Area of Study 1 provides students with a broad grounding in data storage and analytical and presentation skills. Students will demonstrate these skills through teacher-provided solution requirements and designs that develop solutions to present findings. These skills will be called upon in Area of Study 2, the first part of the School-assessed Task, where students will propose a research question, collect and analyse data and design a solution. This involves the analysis and design stages of the problem-solving methodology.

Area of Study 1: Data analytics

In this area of study students develop the necessary knowledge and skills to produce data visualisations, based on teacher-provided solution requirements and designs. It is important that teachers provide activities and time for students to understand data-related concepts and use of software tools.

Teachers are required to select suitable software tools that all students will study as part of this area of study. A Software tools and functions document is available on the Data Analytics study page that details the requirements of the selected software tools and functions to be used.

As part of the assessment task, teachers are required to provide students with the solution requirements and designs. Students are not required to generate their own designs for the data visualisations they develop. There are a range of avenues for providing students with opportunities to interpret solution requirements and designs. These include: small case studies, explicit data requirements statements and partial or full designs of a database, spreadsheet and data visualisations.
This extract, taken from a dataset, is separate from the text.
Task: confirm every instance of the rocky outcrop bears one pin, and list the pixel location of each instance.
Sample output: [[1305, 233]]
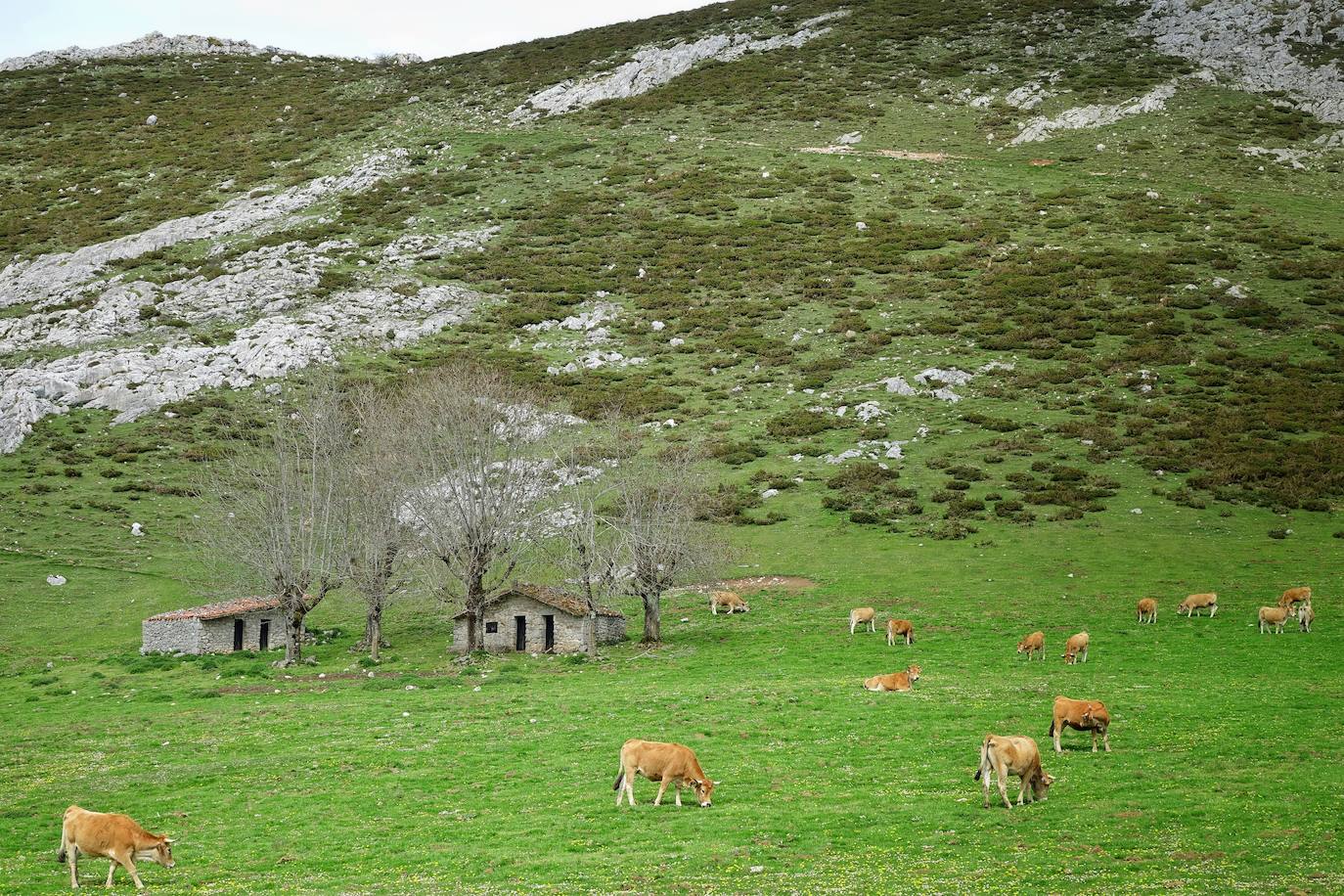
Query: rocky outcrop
[[653, 66], [1097, 115], [152, 45], [1260, 45], [60, 273], [133, 381]]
These designs should be limited to those listed in the relevant key knowledge and include: data dictionaries, tables, charts, input forms, queries and reports.

The teaching of data analytics should include a variety of approaches that may include, but are not limited to: teacher-led tutorials, exercises, online learning, reverse engineering of solutions, providing partial information (e.g. providing a query and output but no source data, or providing source data and output but no query) and the interpretation of existing solutions to discover findings.

Teaching and learning activities could be designed as a project including activities to import raw data from a repository into a database, create queries and export this filtered data into a spreadsheet, from which data can be manipulated, sorted, grouped and analysed into a format from which data visualisations can be produced.

When developing assessment criteria or a marking scheme, it is recommended teachers use the VCAA performance descriptors for Unit 3 Outcome 1.

Area of Study 2: Data analytics: analysis and design

In this area of study, students will develop the necessary knowledge and skills to be able to propose a research question, formulate a project plan, collect and analyse data and develop solution designs for creating effective infographics or dynamic data visualisations. It is important that teachers provide suitable time for students to complete part 1 of the SAT.

The teaching of this area of study should include a variety of approaches that may include activities for students using simple design briefs to build their ability to locate data repositories for different scenarios and contexts. The practical nature of a design brief allows students to understand data requirements, constraints and scope in a real-world context and will help them to be able to propose their own research question. Students can be provided with incomplete designs that require them to update or demonstrate an end solution, and for which they can reverse engineer some designs.

Students have the opportunity to choose between infographics or dynamic data visualisations. Infographics are graphical representations of complex data that, in many cases, are static but often contain a range of visualisation charts. Dynamic data visualisations are where data changes based on user input (e.g. clicking on a line making it stand out in a graph) or they are in a movie-style format where data values change over time providing viewers with a journey.

It is recommended that students commence the SAT before the first term holidays by which time, they need to have an idea of a suitable research question and know where they will collect and analyse suitable data. Students should have developed a simple project plan and have decided whether they will be developing infographics or dynamic data visualisations.